Welcome to the second post in a series exploring some of the mechanics of writing.
Writing is one of those fields where everybody thinks they can do it –not because it’s easy, but because they don’t know enough about it to know how hard it actually is.
The challenge is making the transition from those stumbling moments through to soaring mastery of the art. I outlined some of those challenges last week – check out the break-down.
This week – the No. 1 basic issue – sentence construction. With a twist. One that will, I guarantee, throw Word green grammar error underlines through your work – but it’ll be quite comprehensible to the punters. And it’s essential.

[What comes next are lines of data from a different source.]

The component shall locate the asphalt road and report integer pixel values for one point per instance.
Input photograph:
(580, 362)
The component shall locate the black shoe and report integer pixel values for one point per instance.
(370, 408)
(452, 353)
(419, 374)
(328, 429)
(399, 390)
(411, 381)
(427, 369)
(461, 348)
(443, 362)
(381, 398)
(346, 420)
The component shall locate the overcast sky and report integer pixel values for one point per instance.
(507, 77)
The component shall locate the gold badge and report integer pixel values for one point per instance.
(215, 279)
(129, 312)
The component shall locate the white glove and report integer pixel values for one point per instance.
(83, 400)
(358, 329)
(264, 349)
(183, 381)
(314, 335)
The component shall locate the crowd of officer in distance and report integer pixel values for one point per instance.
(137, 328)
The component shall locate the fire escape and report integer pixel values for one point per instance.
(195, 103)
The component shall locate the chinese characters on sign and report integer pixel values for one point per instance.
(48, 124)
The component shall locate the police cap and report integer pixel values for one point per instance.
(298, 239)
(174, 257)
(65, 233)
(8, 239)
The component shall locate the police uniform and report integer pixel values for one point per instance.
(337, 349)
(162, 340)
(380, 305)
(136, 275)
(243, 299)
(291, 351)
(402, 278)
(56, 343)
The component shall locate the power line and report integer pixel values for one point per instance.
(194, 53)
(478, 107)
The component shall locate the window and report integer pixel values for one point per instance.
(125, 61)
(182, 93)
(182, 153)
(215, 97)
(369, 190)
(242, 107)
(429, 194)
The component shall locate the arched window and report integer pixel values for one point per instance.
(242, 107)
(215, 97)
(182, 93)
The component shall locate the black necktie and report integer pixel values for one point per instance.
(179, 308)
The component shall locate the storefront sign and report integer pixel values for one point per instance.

It’s the twist that makes people want to read it, you see.
Sentence construction is something hammered into most of us at high school, with the exception of me – my English teacher told my parents that no matter what I did, I would fail at it. Especially anything to do with English.

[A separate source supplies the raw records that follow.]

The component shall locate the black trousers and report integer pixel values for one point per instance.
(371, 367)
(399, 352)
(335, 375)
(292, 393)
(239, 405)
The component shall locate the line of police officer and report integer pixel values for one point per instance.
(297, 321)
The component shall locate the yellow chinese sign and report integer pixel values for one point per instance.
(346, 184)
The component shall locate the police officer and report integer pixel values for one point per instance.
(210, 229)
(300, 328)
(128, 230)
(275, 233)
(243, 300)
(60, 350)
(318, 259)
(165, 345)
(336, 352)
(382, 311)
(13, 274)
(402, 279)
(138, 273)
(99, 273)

He never twigged that the actual problem was that he was boring and I usually switched off listening about 10 milliseconds into his classes.
When it comes to sentences you know the drill: the tenses have to match, the plurals have to match, and a sentence must have a subject and a predicate, usually in that order. For example, ‘I am laughing all the way to the bank’. The subject is ‘I’, everything else is the predicate, or the ‘doing part’ of the sentence.

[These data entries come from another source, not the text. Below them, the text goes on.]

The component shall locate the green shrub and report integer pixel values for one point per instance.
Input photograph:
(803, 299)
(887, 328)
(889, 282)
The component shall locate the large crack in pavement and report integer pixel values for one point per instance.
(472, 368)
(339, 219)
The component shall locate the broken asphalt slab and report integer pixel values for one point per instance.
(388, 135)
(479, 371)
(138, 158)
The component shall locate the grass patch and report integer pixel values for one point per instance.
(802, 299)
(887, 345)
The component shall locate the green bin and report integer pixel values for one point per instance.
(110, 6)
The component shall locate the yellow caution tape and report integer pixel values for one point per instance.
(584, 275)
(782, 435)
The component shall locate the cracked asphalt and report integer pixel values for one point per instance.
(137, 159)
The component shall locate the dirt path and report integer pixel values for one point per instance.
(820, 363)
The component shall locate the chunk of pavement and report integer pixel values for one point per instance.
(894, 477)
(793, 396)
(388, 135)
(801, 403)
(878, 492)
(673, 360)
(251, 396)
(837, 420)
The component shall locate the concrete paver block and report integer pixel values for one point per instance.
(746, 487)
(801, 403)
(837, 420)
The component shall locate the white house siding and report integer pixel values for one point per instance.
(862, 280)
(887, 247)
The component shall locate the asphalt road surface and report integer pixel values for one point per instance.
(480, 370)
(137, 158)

It also has to be a particular length, though exactly how long is a matter of opinion. When I was at school, that English teacher ruled that no sentence could be more than 2.5 lines, for instance. An institutional silliness which masked the point that, by classical rules, a sentence can often be quite long. It’s meant to encompass a single idea, but that idea may be quite complex – hence we have a plethora of different devices to separate the clauses: colons; semicolons, commas, and Oxford Commas among them. (Did you see what I did in that last sentence, anyone…anyone?)
The problem is that a sentence written strictly by the rules is a writing equivalent of one of those Czerny music exercises. Strictly correct, but absolutely boring. That’s where the twist comes in. Writing that runs to relentless rhythm lulls the reader into thinking they’re back in one of those stupidly dull English lessons I had to endure at high school.
Follow the rules, sure – readers will likely have trouble parsing meanings otherwise. But be creative about it. And the creative part – from the point of view of mechanical construction – is to give the sentence an interesting rhythm. My how-to tips for that are:
1. Vary your sentence length. Hemingway was supposed to have written only with short sentences. Wrong. He also wrote very, very long ones – inevitably with purpose.
2. Don’t just vary your sentence length. Also vary the length of the clauses and components within it.
3. Also vary word length, by syllables ideally.
4. Don’t ever go to the high school I went to.
Try it. Read some sentences aloud. Try again – keep doing that, and you’ll see what I mean.